Social security. The social security system is a federal safety net for qualifying individuals, usually the elderly and the poor. For purposed of this discussion, we'll address only those parts of the Social Security Act that affect the elderly.
RSI. When we speak of "Social Security," we usually mean the program that provides monthly checks to retirees. The program, called Retirement and Survivors Insurance, is funded by withholdings from current workers' paychecks. The amount a person receives depends on his or her pay while working. Spouses and children can receive limited coverage.
Individuals qualify for the monthly checks beginning at age 65, although they can begin receiving a reduced amount at age 62. Those who opt to receive benefits at age 62 will receive a smaller check at age 65 than they would have if they had waited to 65, so make sure that you talk to a lawyer before deciding to take benefits before age 65.
RRS. A federal program called the Railroad Retirement System is similar to RSI, but it applies specifically to individuals who worked for the railroad at least 10 years before reaching age 65. The rules for qualifying are similar to those for RSI.
SSI. Another federal program called Supplemental Security Income provides assistance to those in financial need who are at least 65, disabled, or blind. It differs from RSI in two important ways.

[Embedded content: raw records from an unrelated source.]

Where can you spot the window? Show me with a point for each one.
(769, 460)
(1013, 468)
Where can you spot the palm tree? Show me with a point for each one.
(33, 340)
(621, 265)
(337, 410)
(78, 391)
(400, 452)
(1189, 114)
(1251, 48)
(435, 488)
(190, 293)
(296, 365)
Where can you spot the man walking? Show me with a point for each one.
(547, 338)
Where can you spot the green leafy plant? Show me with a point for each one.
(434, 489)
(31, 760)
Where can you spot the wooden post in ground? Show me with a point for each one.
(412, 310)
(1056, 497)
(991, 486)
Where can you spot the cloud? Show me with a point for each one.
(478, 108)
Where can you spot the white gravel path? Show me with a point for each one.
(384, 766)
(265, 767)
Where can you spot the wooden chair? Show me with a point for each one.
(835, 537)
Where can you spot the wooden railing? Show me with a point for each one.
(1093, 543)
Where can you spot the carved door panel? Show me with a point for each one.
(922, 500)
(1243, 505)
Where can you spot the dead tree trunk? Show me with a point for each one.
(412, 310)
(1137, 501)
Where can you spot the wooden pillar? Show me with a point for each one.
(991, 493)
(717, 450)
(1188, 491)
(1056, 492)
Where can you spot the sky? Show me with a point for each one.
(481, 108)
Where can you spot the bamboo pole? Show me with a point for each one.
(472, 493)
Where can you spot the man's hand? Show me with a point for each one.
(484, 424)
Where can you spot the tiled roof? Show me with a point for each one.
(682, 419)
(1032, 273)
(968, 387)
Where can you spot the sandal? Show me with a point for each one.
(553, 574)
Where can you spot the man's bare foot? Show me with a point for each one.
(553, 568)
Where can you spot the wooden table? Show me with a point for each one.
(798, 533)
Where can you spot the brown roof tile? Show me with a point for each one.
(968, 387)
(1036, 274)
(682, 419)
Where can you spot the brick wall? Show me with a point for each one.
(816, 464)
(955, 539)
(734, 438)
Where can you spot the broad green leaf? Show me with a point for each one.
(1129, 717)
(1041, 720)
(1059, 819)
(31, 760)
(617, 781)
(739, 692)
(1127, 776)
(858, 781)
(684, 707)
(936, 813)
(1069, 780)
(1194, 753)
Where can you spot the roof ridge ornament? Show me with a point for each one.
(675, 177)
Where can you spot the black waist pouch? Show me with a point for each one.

First, the person's work record is not relevant to determining benefits. Second, it applies only those who can prove that they are in financial need of the benefits.
Medicare. Medicare is a federal program that covers certain health care costs for those who are at least 65 years old. Medicare has two parts, Part A and Part B. Part A covers costs for services such as inpatient hospital visits, nursing home care, hospice care, and some psychiatric care. Part B covers some costs not covered under Part A, such as outpatient hospital treatment and physical therapy. The difference between Part A and Part B is that Part A is free to those who qualify, while Part B is an optional program that requires the payment of a monthly premium. When you see ads on television for supplemental Medicare insurance for seniors, it's often for Part B coverage.
Planning for mental incapacity. Medical technology is able to keep people alive longer than ever before. One result has been an increase in the number of people whose bodies outlast their mental incapacity and in the number of people who are kept alive by machines. With people increasingly aware as they age of the possibility that they might reach a point where they are unable to make decisions for themselves, legal documents that set out the person's preferences and determine who will make decisions for them are becoming increasingly popular.
In the absence of such a document, the Illinois Health Care Surrogate Act determines who will make the decisions for Illinois residents. The law appoints a surrogate, usually a family member. Even if the family member is the one that the person would have wanted, the decisions made by the surrogate might not be the ones that the person would have wanted. Thus, it's important to talk to your lawyer about getting a living will or a power of attorney.
Living will. A living will is a document that sets out a person's wishes for medical care should they become terminally ill and incapable of communicating those wishes. Some states do not recognize living wills, but Illinois is not among them. Living wills are valid in Illinois, provided that all the conditions for validity are met, such as that the document is signed and witnessed.
Power of attorney for health care. A power of attorney is a document in which one person transfers decision-making authority to another person. In the medical care context, it means that one person is giving another person the authority to make medical decisions, if the first person cannot make them for himself or herself. The document will usually state the person's treatment preferences, such as that the person does not want his or her life to be prolonged with life-sustaining treatment or that the person does want his or life to be prolonged with life-sustaining treatment.